🤖 AI Summary
Masked diffusion language models (MDLMs) suffer from inefficient sampling due to their inability to leverage KV caching. This work identifies that intermediate stages of the diffusion trajectory are most sensitive to model substitution and proposes a simple, architecture-agnostic dynamic scheduling strategy between large and small models: employing the smaller model during early and late diffusion steps—where it is robust to replacement—and invoking the larger model only during the sensitive intermediate phase. By integrating importance analysis based on loss and KL divergence with coarse-grained step-segment search, the method reduces FLOPs by up to 17% on OpenWebText and LM1B benchmarks, incurs only a marginal increase in generation perplexity, and preserves sample diversity.
📝 Abstract
Recent advances in masked diffusion language models (MDLMs) narrow the quality gap to autoregressive LMs, but their sampling remains expensive because generation requires many full-sequence denoising passes with a large Transformer and, unlike autoregressive decoding, cannot benefit from KV caching. In this work, we exploit the flexibility of the diffusion framework and study model scheduling, where a smaller MDLM replaces the full model at a subset of denoising steps. Across models trained on OpenWebText and LM1B, we show that early and late denoising steps are substantially more robust to such replacement than middle steps, enabling up to a 17% reduction in FLOPs with only modest degradation in generative perplexity under both unconditional and prefix-conditional generation, while preserving sample diversity.
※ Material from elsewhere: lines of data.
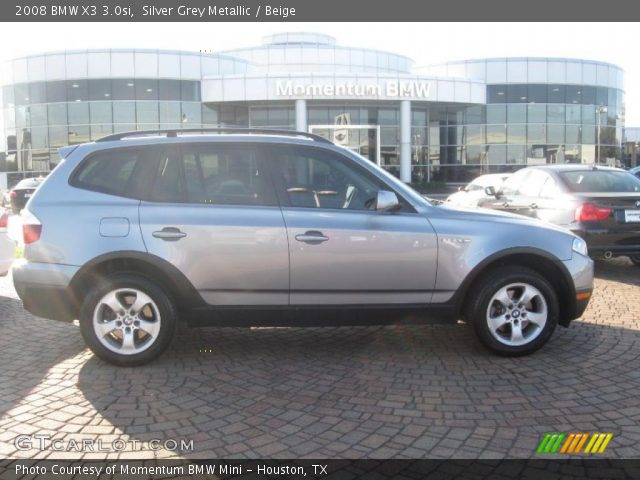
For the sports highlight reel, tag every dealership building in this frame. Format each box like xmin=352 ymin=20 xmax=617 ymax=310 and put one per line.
xmin=2 ymin=33 xmax=636 ymax=183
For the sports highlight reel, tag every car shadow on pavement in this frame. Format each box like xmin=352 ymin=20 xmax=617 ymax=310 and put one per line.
xmin=78 ymin=312 xmax=640 ymax=458
xmin=0 ymin=296 xmax=85 ymax=422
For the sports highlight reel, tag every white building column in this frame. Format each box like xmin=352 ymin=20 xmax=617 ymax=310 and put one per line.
xmin=400 ymin=100 xmax=411 ymax=183
xmin=296 ymin=99 xmax=308 ymax=132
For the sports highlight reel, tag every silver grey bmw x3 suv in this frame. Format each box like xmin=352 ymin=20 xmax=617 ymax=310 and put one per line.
xmin=13 ymin=130 xmax=593 ymax=365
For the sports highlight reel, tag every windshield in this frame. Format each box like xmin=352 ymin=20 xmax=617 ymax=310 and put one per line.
xmin=560 ymin=170 xmax=640 ymax=193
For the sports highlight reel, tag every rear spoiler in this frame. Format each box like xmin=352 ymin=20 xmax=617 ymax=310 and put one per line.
xmin=58 ymin=145 xmax=78 ymax=160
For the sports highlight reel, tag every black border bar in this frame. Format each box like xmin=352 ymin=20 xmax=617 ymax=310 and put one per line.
xmin=0 ymin=458 xmax=640 ymax=480
xmin=0 ymin=0 xmax=640 ymax=21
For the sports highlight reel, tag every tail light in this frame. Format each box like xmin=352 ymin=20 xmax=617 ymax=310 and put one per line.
xmin=22 ymin=210 xmax=42 ymax=245
xmin=576 ymin=203 xmax=611 ymax=222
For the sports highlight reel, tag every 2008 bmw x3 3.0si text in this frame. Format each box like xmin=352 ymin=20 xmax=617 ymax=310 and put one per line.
xmin=13 ymin=130 xmax=593 ymax=365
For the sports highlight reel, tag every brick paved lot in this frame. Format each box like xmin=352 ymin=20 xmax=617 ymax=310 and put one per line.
xmin=0 ymin=259 xmax=640 ymax=459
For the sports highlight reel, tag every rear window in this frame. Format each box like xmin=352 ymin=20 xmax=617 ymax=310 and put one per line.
xmin=560 ymin=170 xmax=640 ymax=193
xmin=70 ymin=146 xmax=163 ymax=198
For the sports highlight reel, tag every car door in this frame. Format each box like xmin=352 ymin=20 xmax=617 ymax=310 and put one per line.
xmin=140 ymin=142 xmax=289 ymax=306
xmin=270 ymin=146 xmax=437 ymax=305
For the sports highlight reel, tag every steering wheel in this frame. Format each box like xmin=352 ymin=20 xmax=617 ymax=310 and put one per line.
xmin=342 ymin=185 xmax=358 ymax=208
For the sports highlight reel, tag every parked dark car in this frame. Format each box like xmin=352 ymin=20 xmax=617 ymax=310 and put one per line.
xmin=9 ymin=178 xmax=44 ymax=214
xmin=483 ymin=165 xmax=640 ymax=266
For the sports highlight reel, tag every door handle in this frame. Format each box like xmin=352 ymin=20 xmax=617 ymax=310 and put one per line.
xmin=296 ymin=230 xmax=329 ymax=245
xmin=152 ymin=227 xmax=187 ymax=242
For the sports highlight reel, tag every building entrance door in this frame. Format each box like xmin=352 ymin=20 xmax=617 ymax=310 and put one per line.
xmin=309 ymin=125 xmax=380 ymax=166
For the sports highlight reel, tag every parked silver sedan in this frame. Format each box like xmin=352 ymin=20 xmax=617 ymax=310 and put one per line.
xmin=446 ymin=173 xmax=510 ymax=207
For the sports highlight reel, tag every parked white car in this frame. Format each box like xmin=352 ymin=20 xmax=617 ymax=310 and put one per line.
xmin=0 ymin=208 xmax=16 ymax=277
xmin=446 ymin=173 xmax=511 ymax=207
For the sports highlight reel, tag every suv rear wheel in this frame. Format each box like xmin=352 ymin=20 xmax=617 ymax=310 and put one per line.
xmin=466 ymin=266 xmax=559 ymax=356
xmin=80 ymin=273 xmax=177 ymax=366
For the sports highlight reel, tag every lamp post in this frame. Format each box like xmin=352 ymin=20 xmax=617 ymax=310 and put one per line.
xmin=596 ymin=105 xmax=607 ymax=165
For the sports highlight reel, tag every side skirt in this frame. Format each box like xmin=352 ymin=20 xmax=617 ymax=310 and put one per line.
xmin=181 ymin=305 xmax=459 ymax=327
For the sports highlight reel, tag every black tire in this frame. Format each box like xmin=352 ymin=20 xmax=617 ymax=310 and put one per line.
xmin=465 ymin=266 xmax=560 ymax=357
xmin=80 ymin=273 xmax=178 ymax=367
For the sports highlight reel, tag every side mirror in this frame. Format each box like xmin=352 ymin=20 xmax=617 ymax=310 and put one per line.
xmin=376 ymin=190 xmax=400 ymax=212
xmin=484 ymin=185 xmax=502 ymax=198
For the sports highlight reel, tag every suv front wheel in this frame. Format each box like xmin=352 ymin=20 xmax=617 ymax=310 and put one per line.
xmin=466 ymin=266 xmax=559 ymax=356
xmin=80 ymin=273 xmax=177 ymax=366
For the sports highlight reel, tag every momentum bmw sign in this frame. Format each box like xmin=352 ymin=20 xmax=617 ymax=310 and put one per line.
xmin=276 ymin=80 xmax=431 ymax=99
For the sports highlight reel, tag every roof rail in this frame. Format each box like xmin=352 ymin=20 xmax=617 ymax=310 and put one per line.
xmin=96 ymin=127 xmax=333 ymax=144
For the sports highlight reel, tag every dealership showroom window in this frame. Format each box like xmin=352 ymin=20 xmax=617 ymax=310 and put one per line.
xmin=2 ymin=33 xmax=637 ymax=183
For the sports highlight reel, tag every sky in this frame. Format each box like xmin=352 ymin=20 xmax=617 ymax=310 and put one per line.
xmin=0 ymin=22 xmax=640 ymax=127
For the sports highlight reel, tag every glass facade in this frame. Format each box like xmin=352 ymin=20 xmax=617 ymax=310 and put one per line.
xmin=1 ymin=44 xmax=624 ymax=183
xmin=2 ymin=78 xmax=203 ymax=170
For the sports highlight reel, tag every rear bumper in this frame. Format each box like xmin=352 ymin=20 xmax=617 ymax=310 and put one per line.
xmin=571 ymin=224 xmax=640 ymax=256
xmin=11 ymin=260 xmax=78 ymax=321
xmin=559 ymin=252 xmax=593 ymax=326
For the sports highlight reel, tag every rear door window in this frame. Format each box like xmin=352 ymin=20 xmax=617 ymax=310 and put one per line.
xmin=150 ymin=143 xmax=277 ymax=206
xmin=71 ymin=148 xmax=146 ymax=198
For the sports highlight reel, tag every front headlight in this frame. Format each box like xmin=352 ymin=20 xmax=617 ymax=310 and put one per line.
xmin=572 ymin=237 xmax=589 ymax=257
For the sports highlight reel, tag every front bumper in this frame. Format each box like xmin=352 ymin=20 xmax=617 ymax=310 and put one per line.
xmin=11 ymin=259 xmax=79 ymax=321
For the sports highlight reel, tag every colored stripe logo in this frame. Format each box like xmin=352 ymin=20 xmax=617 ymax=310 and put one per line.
xmin=536 ymin=432 xmax=613 ymax=454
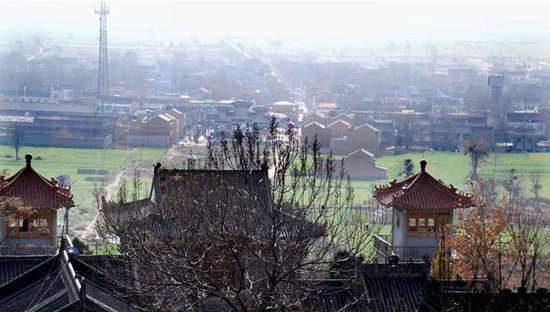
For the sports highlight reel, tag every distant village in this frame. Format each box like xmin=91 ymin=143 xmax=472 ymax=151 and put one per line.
xmin=0 ymin=19 xmax=550 ymax=312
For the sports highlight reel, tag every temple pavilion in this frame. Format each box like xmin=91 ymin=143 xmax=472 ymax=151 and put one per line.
xmin=374 ymin=159 xmax=475 ymax=261
xmin=0 ymin=154 xmax=74 ymax=254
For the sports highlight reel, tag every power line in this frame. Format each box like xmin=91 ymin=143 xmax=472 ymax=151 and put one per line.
xmin=95 ymin=1 xmax=110 ymax=112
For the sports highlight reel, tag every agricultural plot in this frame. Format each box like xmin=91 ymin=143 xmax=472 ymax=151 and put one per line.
xmin=0 ymin=146 xmax=166 ymax=233
xmin=352 ymin=152 xmax=550 ymax=203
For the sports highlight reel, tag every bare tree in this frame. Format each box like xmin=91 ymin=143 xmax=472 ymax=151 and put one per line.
xmin=11 ymin=126 xmax=25 ymax=161
xmin=399 ymin=158 xmax=414 ymax=178
xmin=462 ymin=137 xmax=489 ymax=180
xmin=500 ymin=168 xmax=523 ymax=204
xmin=447 ymin=179 xmax=550 ymax=291
xmin=102 ymin=121 xmax=382 ymax=311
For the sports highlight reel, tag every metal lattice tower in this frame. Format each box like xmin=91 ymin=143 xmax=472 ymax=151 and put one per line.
xmin=95 ymin=1 xmax=110 ymax=103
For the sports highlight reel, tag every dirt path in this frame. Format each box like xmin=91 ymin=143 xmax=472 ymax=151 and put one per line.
xmin=79 ymin=144 xmax=206 ymax=241
xmin=77 ymin=150 xmax=131 ymax=239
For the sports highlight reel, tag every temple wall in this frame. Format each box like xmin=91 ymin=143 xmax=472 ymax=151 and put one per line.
xmin=392 ymin=208 xmax=408 ymax=246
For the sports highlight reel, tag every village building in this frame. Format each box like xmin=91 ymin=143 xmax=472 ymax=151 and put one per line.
xmin=330 ymin=124 xmax=380 ymax=155
xmin=344 ymin=149 xmax=388 ymax=180
xmin=374 ymin=160 xmax=475 ymax=261
xmin=0 ymin=154 xmax=74 ymax=254
xmin=302 ymin=121 xmax=332 ymax=150
xmin=331 ymin=113 xmax=355 ymax=126
xmin=124 ymin=110 xmax=179 ymax=148
xmin=0 ymin=237 xmax=135 ymax=312
xmin=0 ymin=102 xmax=117 ymax=148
We support these findings with a step-importance analysis based on loss and KL divergence between small and large models across timesteps, as well as an exhaustive search over coarse step segments, both of which identify the middle of the diffusion trajectory as most sensitive consistently across datasets. Our results suggest that simple, architecture-agnostic scheduling rules can significantly accelerate MDLM sampling while largely preserving generation quality.